Bounding the number of polynomials whose Galois group is a subgroup of the alternating group

Question

In the article of DAVID ZYWINA https://pdfs.semanticscholar.org/cd50/c2d3fb0ce0c6a66ee629419b69165b30d5bc.pdf. It says that using $n$- dimensional large sieve, we can get the bound

|$\{$$ \ \ f(x)=x^n+a_1x^{n-1}+ \ldots + a_n \in \mathbb{Z}[x] : \max |a_i| \leq B \ \ \ with\ \ \ Gal(f) \subseteq A_n$$\}$| $<< B^{n-1/2}$

(pg.4 after the proof of theorem 1.6)

Equivalently, bound the number of $(a_1, a_2, \ldots,a_n)∈ Z^n$ with $||a|| ≤ B$ for which $∆(a_1, . . . , a_n)$ is a $\textbf{square}$, where $∆(T_1, . . . , T_n) ∈ k[T1, . . . , Tn]$ is the $\textbf{discriminant}$ of $x^n+T_1x^{n-1}+ \ldots + T_n$.

How can I set this up properly to use the large sieve?

Answer 1

The set $$\{ \mathbf{a} =(a_1, \ldots, a_n) \in \mathbb{Z}^n : ||\mathbf{a}|| \leq B, \Delta(a_1,\ldots,a_n) \text{ is a square} \}$$ is a so-called thin set in the sense of Serre.

Serre studies these in detail in the book "Lectures on the Mordell-Weil theorem". He uses the large sieve in Section 13 to show that for any thin set $\Omega \subset \mathbb{Z}^n$ we have $$\# \{ \mathbf{a} \in \Omega : ||\mathbf{a}|| \leq B \} \ll B^{n-1/2}(\log B)^\gamma,$$ for some $\gamma < 1$.

Modulo the logarithm, this gives the bound you want.

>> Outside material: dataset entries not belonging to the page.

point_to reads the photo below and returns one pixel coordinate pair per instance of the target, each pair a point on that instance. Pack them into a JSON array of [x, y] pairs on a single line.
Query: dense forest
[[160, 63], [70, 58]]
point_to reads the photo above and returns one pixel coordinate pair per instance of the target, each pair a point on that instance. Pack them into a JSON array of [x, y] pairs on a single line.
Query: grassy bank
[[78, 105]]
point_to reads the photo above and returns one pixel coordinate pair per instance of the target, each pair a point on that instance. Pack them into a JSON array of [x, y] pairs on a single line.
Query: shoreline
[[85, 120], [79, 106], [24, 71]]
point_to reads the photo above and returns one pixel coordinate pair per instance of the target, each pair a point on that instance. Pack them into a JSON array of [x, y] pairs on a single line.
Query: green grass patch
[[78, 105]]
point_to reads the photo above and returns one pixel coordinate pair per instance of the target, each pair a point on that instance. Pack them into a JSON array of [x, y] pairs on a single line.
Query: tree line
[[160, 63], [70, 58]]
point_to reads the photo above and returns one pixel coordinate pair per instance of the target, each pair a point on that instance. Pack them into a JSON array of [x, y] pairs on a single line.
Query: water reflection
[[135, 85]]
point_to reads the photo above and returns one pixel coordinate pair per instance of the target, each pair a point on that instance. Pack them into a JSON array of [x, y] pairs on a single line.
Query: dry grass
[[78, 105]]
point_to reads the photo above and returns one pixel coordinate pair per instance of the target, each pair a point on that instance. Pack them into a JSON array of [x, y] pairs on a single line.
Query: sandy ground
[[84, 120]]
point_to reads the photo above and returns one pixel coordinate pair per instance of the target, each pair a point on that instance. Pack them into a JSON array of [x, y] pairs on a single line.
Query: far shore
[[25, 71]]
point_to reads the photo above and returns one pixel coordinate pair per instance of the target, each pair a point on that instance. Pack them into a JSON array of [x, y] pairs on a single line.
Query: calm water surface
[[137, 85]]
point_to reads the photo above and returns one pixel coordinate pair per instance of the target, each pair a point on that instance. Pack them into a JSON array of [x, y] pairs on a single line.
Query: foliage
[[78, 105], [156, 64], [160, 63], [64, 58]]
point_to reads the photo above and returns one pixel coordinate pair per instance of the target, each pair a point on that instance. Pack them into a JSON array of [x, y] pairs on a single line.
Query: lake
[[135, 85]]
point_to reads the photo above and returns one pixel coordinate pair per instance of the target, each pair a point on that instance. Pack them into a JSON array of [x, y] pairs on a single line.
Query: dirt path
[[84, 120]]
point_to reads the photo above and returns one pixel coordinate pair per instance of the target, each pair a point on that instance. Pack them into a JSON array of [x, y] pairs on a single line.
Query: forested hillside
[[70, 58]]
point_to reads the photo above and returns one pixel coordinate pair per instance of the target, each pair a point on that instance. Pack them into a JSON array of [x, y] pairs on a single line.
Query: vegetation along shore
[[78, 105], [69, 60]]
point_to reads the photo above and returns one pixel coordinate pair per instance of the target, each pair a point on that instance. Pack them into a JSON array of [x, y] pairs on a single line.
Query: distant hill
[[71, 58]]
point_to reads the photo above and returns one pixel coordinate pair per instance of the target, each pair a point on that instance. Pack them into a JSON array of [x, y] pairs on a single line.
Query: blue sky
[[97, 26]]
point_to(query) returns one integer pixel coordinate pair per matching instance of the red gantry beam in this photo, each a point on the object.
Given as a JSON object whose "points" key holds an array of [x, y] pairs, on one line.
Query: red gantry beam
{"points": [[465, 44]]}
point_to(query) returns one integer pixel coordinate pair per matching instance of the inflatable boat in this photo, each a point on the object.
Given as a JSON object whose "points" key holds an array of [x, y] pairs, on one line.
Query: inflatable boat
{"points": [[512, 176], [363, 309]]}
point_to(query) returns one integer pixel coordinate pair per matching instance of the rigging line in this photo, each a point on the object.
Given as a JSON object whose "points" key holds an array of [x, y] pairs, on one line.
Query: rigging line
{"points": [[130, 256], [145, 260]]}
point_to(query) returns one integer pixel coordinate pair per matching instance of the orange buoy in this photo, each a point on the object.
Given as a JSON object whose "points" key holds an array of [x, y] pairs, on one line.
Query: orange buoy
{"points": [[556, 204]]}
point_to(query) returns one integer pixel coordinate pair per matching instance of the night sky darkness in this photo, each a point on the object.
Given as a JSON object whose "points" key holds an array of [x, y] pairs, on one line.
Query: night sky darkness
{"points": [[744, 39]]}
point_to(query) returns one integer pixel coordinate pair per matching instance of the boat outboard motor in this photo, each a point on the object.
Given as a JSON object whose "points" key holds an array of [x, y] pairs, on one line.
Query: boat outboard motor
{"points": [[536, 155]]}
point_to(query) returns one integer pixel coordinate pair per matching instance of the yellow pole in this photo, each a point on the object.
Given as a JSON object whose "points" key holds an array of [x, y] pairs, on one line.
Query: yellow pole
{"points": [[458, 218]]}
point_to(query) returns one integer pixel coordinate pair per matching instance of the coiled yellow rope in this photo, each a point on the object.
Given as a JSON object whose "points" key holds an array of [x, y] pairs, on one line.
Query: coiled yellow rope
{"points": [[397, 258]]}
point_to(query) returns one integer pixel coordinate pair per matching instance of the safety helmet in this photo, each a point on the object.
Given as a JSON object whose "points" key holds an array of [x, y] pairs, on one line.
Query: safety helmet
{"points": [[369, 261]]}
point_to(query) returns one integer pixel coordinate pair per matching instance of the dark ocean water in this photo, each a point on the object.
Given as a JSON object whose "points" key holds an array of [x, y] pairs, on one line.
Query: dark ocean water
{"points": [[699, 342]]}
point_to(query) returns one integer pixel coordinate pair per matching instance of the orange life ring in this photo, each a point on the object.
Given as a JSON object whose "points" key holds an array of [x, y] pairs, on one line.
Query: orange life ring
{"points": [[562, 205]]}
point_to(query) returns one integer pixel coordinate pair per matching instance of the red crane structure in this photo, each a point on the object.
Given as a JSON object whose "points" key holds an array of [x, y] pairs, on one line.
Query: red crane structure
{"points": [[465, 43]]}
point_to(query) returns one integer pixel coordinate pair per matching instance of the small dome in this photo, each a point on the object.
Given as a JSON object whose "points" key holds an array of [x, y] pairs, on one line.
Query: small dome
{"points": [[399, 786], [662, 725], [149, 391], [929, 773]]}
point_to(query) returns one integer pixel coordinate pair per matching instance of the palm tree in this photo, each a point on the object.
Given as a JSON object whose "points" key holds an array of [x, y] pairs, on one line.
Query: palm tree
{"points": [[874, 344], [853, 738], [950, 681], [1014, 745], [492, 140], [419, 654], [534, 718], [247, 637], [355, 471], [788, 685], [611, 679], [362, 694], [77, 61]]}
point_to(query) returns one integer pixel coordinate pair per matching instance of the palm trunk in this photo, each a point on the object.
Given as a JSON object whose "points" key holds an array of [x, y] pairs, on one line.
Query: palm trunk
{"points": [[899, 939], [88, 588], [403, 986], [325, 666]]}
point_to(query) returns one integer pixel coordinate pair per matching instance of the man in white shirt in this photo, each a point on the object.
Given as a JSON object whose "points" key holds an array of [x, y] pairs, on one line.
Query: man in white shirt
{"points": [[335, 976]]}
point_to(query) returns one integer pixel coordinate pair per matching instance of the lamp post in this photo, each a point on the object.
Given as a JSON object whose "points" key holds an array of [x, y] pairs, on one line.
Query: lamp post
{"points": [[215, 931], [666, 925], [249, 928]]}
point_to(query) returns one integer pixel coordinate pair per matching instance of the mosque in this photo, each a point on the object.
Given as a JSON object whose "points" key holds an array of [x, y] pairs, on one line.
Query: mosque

Possibly you can remove the logarithm in your special case by carefully going through the proof and see if it can saved somewhere.

More results about thin sets and their relationship with Galois groups can be found in Serre's book "Topics in Galois theory".